Our H Score®, for example, has historically flagged companies with high accuracy for financial distress within a three-year window when their score drops below 25. That kind of early warning only matters if you’re paying attention.
We once flagged a £20m-turnover target because its retained earnings profile didn’t align with the growth narrative. It reminded me of a case we saw recently with BOSHHH LTD. Their H Score® was just 5 out of 100 in 2023, dropping to 4 the following year – well inside the Warning Area, where failure becomes statistically likely. Despite no revenue, their liabilities surged to £459k, with four unsatisfied CCJs and over £3 million owed to unsecured creditors. A bank took a heavy six-figure hit. The signs – low score, poor liquidity, legal pressure – were all visible in the data. It’s a reminder that what looks steady at a glance can be structurally weak underneath.
It’s tempting to think if you just pull more sources, you’ll get to the truth. But raw data is not insight. And at worst, it can create false confidence.
The strongest deal teams I know aren’t just scraping LinkedIn and Companies House. They’re building clean, structured profiles of companies using tools like our highly popular Data Builder, segmenting by health, stability, and financial characteristics that align to strategy.
And they’re asking smart questions: Why has this director moved between three entities in five years? Why does this supplier’s financial profile look oddly like its competitor’s? When was this group structure last updated?
More data doesn’t help if it’s fragmented or misleading. What matters is whether it helps you connect dots faster than the other side.
Sometimes people think fraud is a public sector issue, or something you only worry about when buying distressed assets. But some of the more subtle cases we’ve seen have come from profitable, growing businesses.
It’s not always criminal. Sometimes it’s aggressive accounting. Sometimes it’s one director hiding a prior disqualification behind a near-match name. In some cases, we’ve seen evidence of filings being copied and pasted, year after year, to keep up appearances.
Our platform recently flagged a company where four years of accounts had identical wording, layout, and even punctuation. A deeper look showed they were duplicating filings from a dissolved sister firm. That’s not just sloppy, it’s a signal.
The team likes the asset, the numbers work, and it’s early. So the plan is to run basic checks now and go deeper later.
But later doesn’t always come. The deal heats up. Another bidder enters. The founder goes quiet. And suddenly you’re in exclusivity with a company you only half understand.
The best investors I know don’t leave risk for later. They triage early. They put targets on monitoring lists to highlight critical alerts during the process, and use scenario tools to see how close to the edge a business really is.
In M&A, the biggest returns often come from seeing what others overlook. That takes more than data. It takes judgement, a trained eye, and a process that gives risk a seat at the table from day one.

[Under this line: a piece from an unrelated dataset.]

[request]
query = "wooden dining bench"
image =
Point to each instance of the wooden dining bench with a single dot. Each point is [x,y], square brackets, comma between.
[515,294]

The best teams I work with are already monitoring targets using our live alerting tools, watching for late filings – or more subtle changes like ARD changes, director disqualifications, and cash flow crunch indicators that signal when a business might be heading for trouble. They know that even minor shifts in financial health can accumulate into major exposure if ignored. They build watchlists based on H Score® thresholds, set rules to flag financial health declines, and check for inconsistencies in revenue recognition or balance sheet growth.
They’re also asking more from their data. What has happened, yes, but also what’s likely to happen next. Our Stress Testing tool, for example, lets you model how a business might perform under stress – useful if you’re about to inherit their cash flow forecast.
That’s the kind of judgement that only comes from doing the work. And in my opinion, it’s still the most reliable form of due diligence there is.